Reference: https://docs.aws.amazon.com/eks/latest/userguide/enable-iam-roles-for-service-accounts.html
Creating a new policy
After selecting the trusted entity, we now have to either create a new policy with fine grained permission or attach the existing policy for this role.
Example policy
{
"Version": "2012-10-17",
"Statement": [
{
"Sid": "VisualEditor1",
"Effect": "Allow",
"Action": [
"s3:List*",
"s3:Describe*"
],
"Resource": [
"arn:aws:s3:::test-bucket-for-profile-pictures/*",
"arn:aws:s3:::test-bucket-for-profile-pictures"
]
}
]
}
- Either create a new policy or select the exisiting policy and click Next.
- We have to set the name, review and create the role.
Now we have to make a small change so that the serviceaccount is associated with this role.
- View the trust relationship of the recently created role from IAM » Roles » Select the newly Created Role » Trust Relationships.

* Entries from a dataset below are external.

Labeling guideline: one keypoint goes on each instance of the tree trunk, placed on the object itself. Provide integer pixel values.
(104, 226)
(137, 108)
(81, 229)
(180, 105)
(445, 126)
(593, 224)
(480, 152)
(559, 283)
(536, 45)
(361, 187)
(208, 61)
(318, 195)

- We have to change the aud to sub and the “sts.amazonaws.com” to “system:serviceaccount:<namespace>:<service-account-name>”. For our use case it would be “system:serviceaccount:production:test”
Now all the job is done on the AWS side. We just have to note the ARN of the role that can be seen on the screenshot above.
Adding annotations on the service accounts
- Let us edit the serviceaccount that we used on the deployment.
╭─ubuntu@kubernetes ~ ╰─$ kubectl edit sa test
- Adding role’s arn as the annotation on the service account. The annotations that we have to add are:
- eks.amazonaws.com/role-arn : ARN-of-the-role
- eks.amazonaws.com/sts-regional-endpoints: “true” - Seting true to use regional STS endpoints helps in reducing the latency
apiVersion: v1
kind: ServiceAccount
metadata:
annotations:
eks.amazonaws.com/role-arn: arn:aws:iam::123456789:role/oidc-role
eks.amazonaws.com/sts-regional-endpoints: "true"
name: test
namespace: production
secrets:
- name: test-token-zhbzn
- Now let us delete the secrets that we have created earlier and change the deployment.
╭─ubuntu@kubernetes ~
╰─$ kubectl get secrets
NAME TYPE DATA AGE
aws-secrets Opaque 2 36m
default-token-9p6nz kubernetes.io/service-account-token 3 4d2h
test-token-zhbzn kubernetes.io/service-account-token 3 36m
╭─ubuntu@kubernetes ~
╰─$ kubectl delete secret aws-secrets
secret "aws-secrets" deleted
- Changing the deployment such that the AWS credentials are not loaded inside pod as environment variables.
apiVersion: apps/v1
kind: Deployment
metadata:
name: test
labels:
app: test
spec:
selector:
matchLabels:
app: test
template:
metadata:
labels:
app: test
spec:
serviceAccountName: test
containers:
- image: shishirsub10/test
name: test
- Let us rollout restart the deployment to ensure the changes that we have made gets reflected.
╭─ubuntu@kubernetes ~
╰─$ kubectl rollout restart deployment test
deployment.apps/test restarted
If everything goes as expected, you can see two new environment variables on the deployment : AWS_ROLE_ARN and AWS_WEB_IDENTITY_TOKEN_FILE and our application should work as expected without any problem.
Token Reflected on environment variables
╭─ubuntu@kubernetes ~
╰─$ k exec test-5b6467794-9j4gr -- env | grep "AWS_ROLE\|AWS_WEB"
AWS_ROLE_ARN=arn:aws:iam::*********:role/oidc-role
AWS_WEB_IDENTITY_TOKEN_FILE=/var/run/secrets/eks.amazonaws.com/serviceaccount/token
How often these tokens are rotated?
The
kubelet
requests and stores the token on behalf of the pod. By default, thekubelet
refreshes the token if it is older than 80 percent of its total TTL, or if the token is older than 24 hours.